Tak lama, Razi yang baru saja tiba di rumah Raden, melihat kepergian Raden mengerutkan kening, hingga ia memutuskan mengikuti kemana atasannya itu pergi.

****

Dania membawa Davida untuk keluar rumah, sekadar mengajak anaknya itu untuk menikmati udara luar rumah. Lagipula, hari ini kantornya diliburkan, sebab ada hal penting yang harus segera diselesaikan pihak perusahaan yang memang bekerja sama dengan beberapa perusahaan asing.

"Nih, minum dulu," kata Ayana menyodorkan segelas air putih pada Dania, yang diterima perempuan itu dengan penuh sukacita.

"Makasih," kata Dania.

Ayana mengangguk pelan. Kini ia menatap Davida yang tersenyum lebar. Ayana tak sangka, waktu berjalan dengan sangat cepat. Davida yang dulu begitu mungil digendongannya, sudah mulai bertumbuh. Sebentar lagi akan mulai bisa berbicara, berjalan, berlari. Membayangkan semua itu, rasanya Ayana tak sabar menantikannya.

"Perasaanku tidak enak, Yana."

Ayana menoleh, mengerutkan kening. "Kamu tidak enak badan?"

Kepala Dania langsung menggeleng. "Aku tiba-tiba kepikiran Mas Yordan. Aku takut, Ayana."

Tak bisa dipungkiri, Ayana pun sama takutnya dengan Dania.
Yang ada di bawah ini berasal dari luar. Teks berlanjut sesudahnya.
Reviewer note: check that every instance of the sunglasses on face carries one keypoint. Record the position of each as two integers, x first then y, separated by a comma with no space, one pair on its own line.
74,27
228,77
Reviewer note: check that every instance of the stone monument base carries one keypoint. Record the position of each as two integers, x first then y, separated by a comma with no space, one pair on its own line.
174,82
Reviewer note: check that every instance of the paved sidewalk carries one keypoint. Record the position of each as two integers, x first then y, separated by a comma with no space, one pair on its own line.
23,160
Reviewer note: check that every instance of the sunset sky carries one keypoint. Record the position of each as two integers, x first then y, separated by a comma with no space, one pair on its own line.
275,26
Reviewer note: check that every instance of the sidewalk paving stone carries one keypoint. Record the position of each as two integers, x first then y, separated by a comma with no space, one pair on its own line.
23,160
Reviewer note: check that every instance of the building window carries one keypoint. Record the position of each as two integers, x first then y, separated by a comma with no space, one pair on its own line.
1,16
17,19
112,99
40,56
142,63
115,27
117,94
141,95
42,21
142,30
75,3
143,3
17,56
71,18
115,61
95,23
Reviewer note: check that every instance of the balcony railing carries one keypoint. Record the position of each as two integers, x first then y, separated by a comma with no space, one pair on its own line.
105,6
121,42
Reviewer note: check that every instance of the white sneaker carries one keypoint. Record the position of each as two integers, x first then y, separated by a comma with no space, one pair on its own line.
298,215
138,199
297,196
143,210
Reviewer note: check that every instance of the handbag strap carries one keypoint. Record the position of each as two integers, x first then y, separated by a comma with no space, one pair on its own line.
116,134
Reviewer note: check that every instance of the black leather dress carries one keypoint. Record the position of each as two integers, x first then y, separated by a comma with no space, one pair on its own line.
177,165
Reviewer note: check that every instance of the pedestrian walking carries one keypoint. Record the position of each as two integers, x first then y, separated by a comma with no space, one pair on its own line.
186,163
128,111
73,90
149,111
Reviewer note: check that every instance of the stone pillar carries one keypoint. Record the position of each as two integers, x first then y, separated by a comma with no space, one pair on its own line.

Membayangkan Yordan melakukan rencananya, keinginan Ayana untuk melaporkan Yordan pada polisi semakin besar. Tapi apalah daya, ia tak mengantongi bukti barang sedikitpun.

"Jangan takut, Dania. Sekarang kita harus menenangkan diri."

"Bagaimana aku bisa tenang, Ayana? Ayah dari putriku ingin melakukan kejahatan pada orang lain. Aku tidak bisa bayangkan, apa yang orang lain akan pikirkan nanti."

Ayana dibuat bungkam oleh perkataan Dania. Ia mengerti ketakutan dan perasaan kalut yang Dania rasakan saat ini. Terlebih lagi ada Davida yang masih terlalu kecil untuk berada diantara masalah sebesar ini.

Mata Ayana kemudian memicing, saat sebuah mobil mewah berwarna putih itu terhenti tepat di depan rumahnya. Ia sama sekali tidak pernah melihat atau pun mengetahui siapa pemilik mobil itu.

Yang membuat Ayana semakin tercengang, kala si pemilik mobil itu keluar dengan buru-buru dari dalam mobil, menghampirinya dengan langkah tergopoh-gopoh. Wajahnya nampak panik.